Thursday, December 24, 2009

#8: Tasogare Seibei (2002)

In this decade, I developed my true passion for movies, my true desire to become a filmmaker. The first major movie I made with my friends was a Samurai trilogy, and through making those movies, I began to see other movies about Samurais, including Kurosawa's great Shichinin no samurai (1954). By the year 2004 I was done with the movie, but The Twilight Samurai (Tasogare Seibei) was released in theaters, and I went with a friend to go see it.

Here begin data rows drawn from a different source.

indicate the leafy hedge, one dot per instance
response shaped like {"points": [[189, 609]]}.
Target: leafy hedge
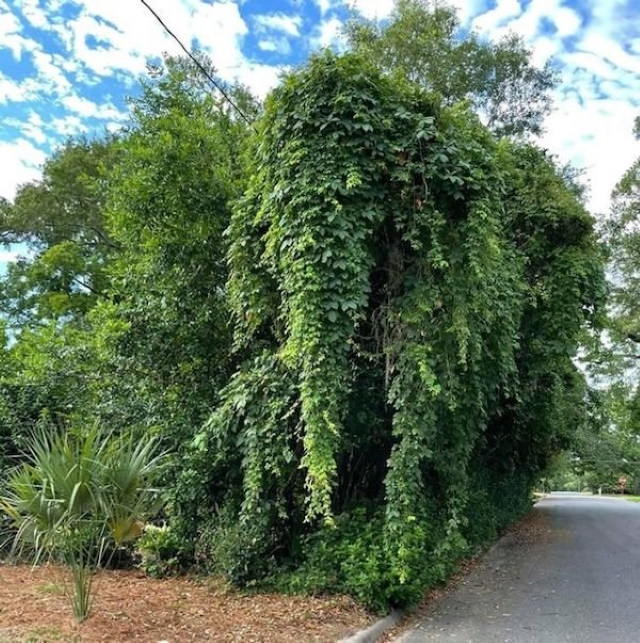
{"points": [[408, 293]]}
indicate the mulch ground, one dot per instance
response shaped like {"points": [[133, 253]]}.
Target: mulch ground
{"points": [[132, 607]]}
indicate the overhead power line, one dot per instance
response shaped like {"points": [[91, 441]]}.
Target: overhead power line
{"points": [[198, 64]]}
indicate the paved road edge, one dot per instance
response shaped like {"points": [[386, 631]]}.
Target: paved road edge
{"points": [[372, 633]]}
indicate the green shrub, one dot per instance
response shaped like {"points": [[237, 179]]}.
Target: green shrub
{"points": [[352, 558], [159, 549], [78, 497]]}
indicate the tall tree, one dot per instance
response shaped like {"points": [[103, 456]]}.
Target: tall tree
{"points": [[623, 237], [60, 218], [423, 42]]}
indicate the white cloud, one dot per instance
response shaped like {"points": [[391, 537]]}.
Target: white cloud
{"points": [[20, 161], [68, 125], [325, 5], [490, 21], [373, 9], [88, 109], [287, 24], [276, 45], [329, 34], [10, 34], [597, 100]]}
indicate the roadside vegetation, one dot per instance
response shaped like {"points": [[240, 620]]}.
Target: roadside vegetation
{"points": [[351, 326]]}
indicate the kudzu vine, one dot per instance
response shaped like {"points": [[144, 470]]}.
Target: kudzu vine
{"points": [[408, 295]]}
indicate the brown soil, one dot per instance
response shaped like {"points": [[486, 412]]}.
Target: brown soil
{"points": [[132, 607]]}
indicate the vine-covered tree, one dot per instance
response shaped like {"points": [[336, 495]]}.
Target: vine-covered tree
{"points": [[412, 292]]}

The movie is not blades flashing, or endless gore, or anything that might lend itself to what we expect a samurai film to be today. It is more in the vein of the Kurosawa works of the 50s and 60s, and is a terrific, lyrical masterpiece of loneliness in 19th-century Japan. Hiroyuki Sanada plays Seibei, the samurai of the original title, whose wife has recently died, forcing him to spend his days raising his children. When the woman of his dreams divorces her husband, Seibei takes up the mantle of challenging him.

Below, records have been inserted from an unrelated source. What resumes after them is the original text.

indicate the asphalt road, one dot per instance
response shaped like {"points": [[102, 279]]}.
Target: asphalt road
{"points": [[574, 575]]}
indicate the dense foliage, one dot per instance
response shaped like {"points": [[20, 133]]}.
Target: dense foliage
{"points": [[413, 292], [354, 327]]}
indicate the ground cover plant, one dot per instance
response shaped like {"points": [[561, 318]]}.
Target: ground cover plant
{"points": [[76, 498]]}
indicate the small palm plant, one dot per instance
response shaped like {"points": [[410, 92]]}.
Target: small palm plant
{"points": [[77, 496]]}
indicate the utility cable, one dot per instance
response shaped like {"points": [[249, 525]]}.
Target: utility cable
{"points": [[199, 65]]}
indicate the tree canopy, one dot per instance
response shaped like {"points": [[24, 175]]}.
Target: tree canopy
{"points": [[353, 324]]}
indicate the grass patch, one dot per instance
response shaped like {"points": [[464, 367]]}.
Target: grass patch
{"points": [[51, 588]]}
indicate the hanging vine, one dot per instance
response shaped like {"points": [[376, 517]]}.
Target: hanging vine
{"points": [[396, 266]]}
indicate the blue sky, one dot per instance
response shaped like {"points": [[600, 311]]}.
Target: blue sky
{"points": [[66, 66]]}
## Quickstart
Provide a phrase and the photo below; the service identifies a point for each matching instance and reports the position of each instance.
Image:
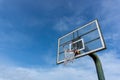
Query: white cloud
(85, 70)
(68, 23)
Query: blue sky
(29, 30)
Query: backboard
(86, 39)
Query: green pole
(98, 65)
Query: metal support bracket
(98, 65)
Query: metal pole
(98, 65)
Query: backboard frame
(92, 51)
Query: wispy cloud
(109, 60)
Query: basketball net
(69, 57)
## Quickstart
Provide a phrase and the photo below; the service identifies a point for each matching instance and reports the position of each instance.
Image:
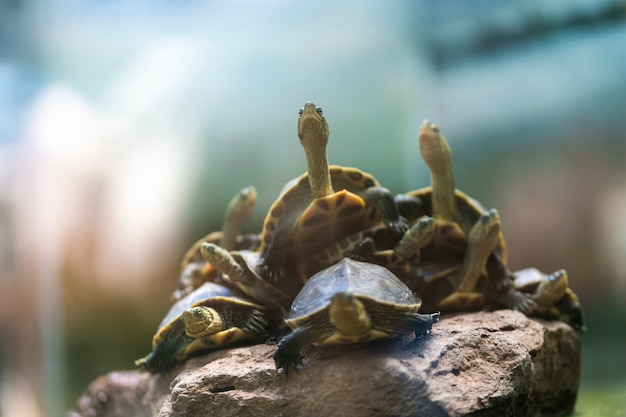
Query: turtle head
(312, 127)
(313, 133)
(202, 321)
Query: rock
(480, 364)
(114, 394)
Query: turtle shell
(363, 280)
(451, 237)
(318, 223)
(171, 344)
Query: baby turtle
(211, 317)
(552, 295)
(194, 270)
(238, 269)
(350, 302)
(322, 206)
(455, 215)
(380, 246)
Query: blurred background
(126, 127)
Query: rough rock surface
(480, 364)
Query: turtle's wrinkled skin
(553, 297)
(238, 269)
(194, 270)
(323, 206)
(350, 302)
(448, 263)
(209, 318)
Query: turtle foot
(520, 302)
(269, 272)
(398, 227)
(287, 362)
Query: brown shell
(322, 221)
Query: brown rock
(479, 364)
(114, 394)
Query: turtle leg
(502, 287)
(256, 324)
(570, 306)
(409, 207)
(436, 154)
(482, 240)
(404, 322)
(246, 280)
(418, 236)
(383, 200)
(287, 354)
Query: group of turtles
(340, 259)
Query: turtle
(378, 245)
(194, 270)
(211, 317)
(322, 206)
(551, 292)
(455, 215)
(350, 302)
(238, 269)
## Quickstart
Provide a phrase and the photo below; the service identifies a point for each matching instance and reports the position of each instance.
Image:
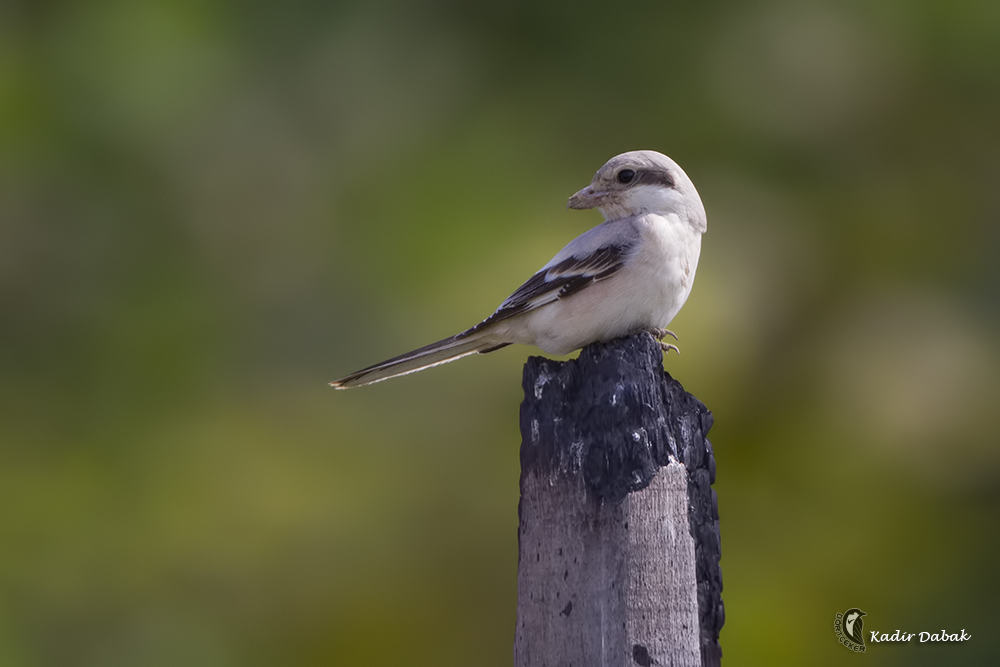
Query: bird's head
(642, 182)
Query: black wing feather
(556, 282)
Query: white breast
(646, 293)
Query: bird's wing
(559, 280)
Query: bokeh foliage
(209, 209)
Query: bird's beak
(586, 198)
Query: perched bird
(631, 273)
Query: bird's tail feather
(434, 354)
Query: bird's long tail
(434, 354)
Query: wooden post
(619, 534)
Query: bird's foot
(660, 334)
(666, 347)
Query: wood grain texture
(618, 533)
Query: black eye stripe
(654, 177)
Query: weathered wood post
(619, 533)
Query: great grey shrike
(631, 273)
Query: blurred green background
(210, 209)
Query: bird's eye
(626, 175)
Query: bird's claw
(666, 347)
(660, 334)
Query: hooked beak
(586, 198)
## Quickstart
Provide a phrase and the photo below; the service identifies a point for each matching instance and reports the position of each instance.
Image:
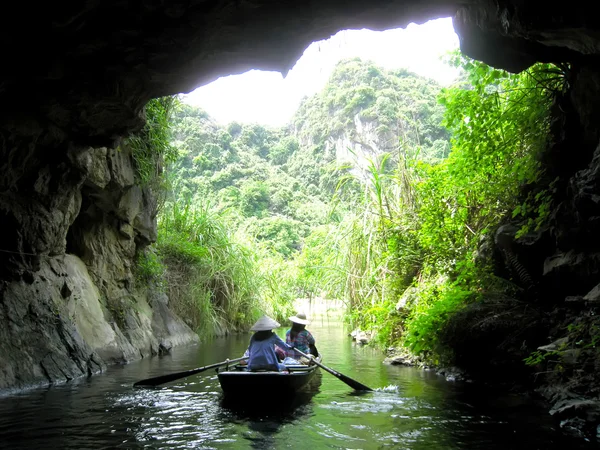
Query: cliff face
(70, 305)
(79, 75)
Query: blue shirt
(303, 340)
(262, 353)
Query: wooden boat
(239, 380)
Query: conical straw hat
(300, 318)
(265, 323)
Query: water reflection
(410, 409)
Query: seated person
(261, 350)
(298, 336)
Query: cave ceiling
(87, 68)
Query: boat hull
(237, 380)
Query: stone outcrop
(75, 79)
(70, 305)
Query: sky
(270, 99)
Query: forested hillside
(383, 192)
(255, 217)
(281, 181)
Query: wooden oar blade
(353, 383)
(156, 381)
(349, 381)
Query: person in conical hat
(261, 351)
(298, 336)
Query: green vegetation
(379, 193)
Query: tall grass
(211, 279)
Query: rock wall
(69, 304)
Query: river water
(410, 409)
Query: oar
(153, 382)
(349, 381)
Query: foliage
(151, 148)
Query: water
(410, 409)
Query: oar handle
(349, 381)
(155, 381)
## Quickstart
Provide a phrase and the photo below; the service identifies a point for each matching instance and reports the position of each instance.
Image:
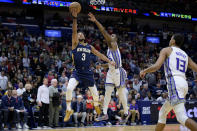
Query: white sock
(108, 92)
(68, 104)
(123, 99)
(95, 95)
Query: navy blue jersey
(82, 57)
(82, 60)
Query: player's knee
(162, 117)
(109, 90)
(181, 118)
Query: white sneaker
(26, 126)
(18, 126)
(109, 124)
(39, 127)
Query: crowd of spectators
(35, 71)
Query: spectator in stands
(159, 90)
(63, 78)
(3, 58)
(43, 102)
(89, 108)
(20, 111)
(163, 97)
(136, 84)
(3, 81)
(26, 62)
(79, 111)
(54, 106)
(1, 127)
(149, 97)
(29, 99)
(8, 108)
(50, 77)
(20, 89)
(133, 112)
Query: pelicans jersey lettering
(82, 60)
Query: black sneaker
(82, 125)
(124, 119)
(102, 118)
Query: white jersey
(176, 64)
(175, 68)
(116, 57)
(116, 76)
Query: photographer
(54, 108)
(8, 108)
(20, 111)
(29, 98)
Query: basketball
(75, 5)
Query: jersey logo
(83, 50)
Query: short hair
(53, 80)
(179, 39)
(28, 85)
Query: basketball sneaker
(98, 110)
(103, 117)
(68, 114)
(124, 119)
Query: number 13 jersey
(176, 64)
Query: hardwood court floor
(174, 127)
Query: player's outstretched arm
(164, 53)
(107, 36)
(101, 56)
(192, 65)
(74, 29)
(103, 65)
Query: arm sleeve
(3, 104)
(39, 95)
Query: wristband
(74, 17)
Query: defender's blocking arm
(162, 56)
(101, 56)
(74, 29)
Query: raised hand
(92, 17)
(74, 12)
(142, 74)
(112, 63)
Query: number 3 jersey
(175, 67)
(176, 64)
(81, 56)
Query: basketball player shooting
(175, 62)
(81, 54)
(116, 76)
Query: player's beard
(81, 40)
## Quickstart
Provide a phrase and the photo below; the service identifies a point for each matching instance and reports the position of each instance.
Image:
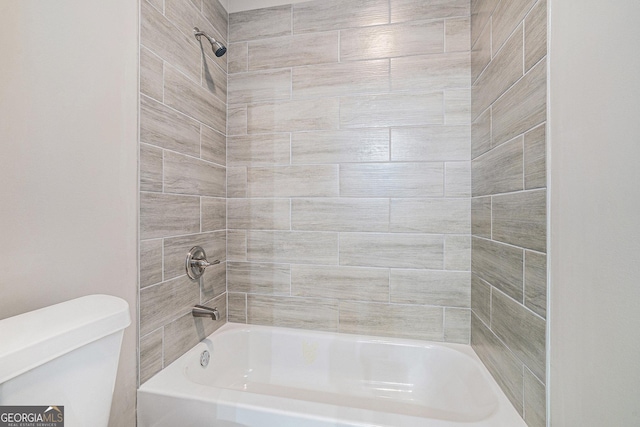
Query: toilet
(65, 355)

The movie is a prime example of doing very little with a lot, and is mostly a quiet film, punctuated by brief scenes of violence. There are two sword fights in the whole movie, and one lasts for maybe ten seconds. The movie isn't about the actions of the samurai, it is about how the man lives his life day to day. We are shown his family life, shown what he does to survive, and his resolve at picking up the sword again until he needs to. The movie also doesn't bury itself in mumbo jumbo about honor, the samurai's code, or any of that other stuff. It is simply the character, and what he deems is right.

This movie made a strong connection with me when I first saw it, and continues to resonant with me to this very day. It, along with Kurosawa's samurai films, take me back to the days when I was discovering my love for movies, and how I ate up every moment of those films. Twilight Samurai is a criminally underseen film, but I also enjoy that aspect of it. The few of us that have seen it can marvel in its glory and wonder. This movie was, more or less, my induction into Art House cinema.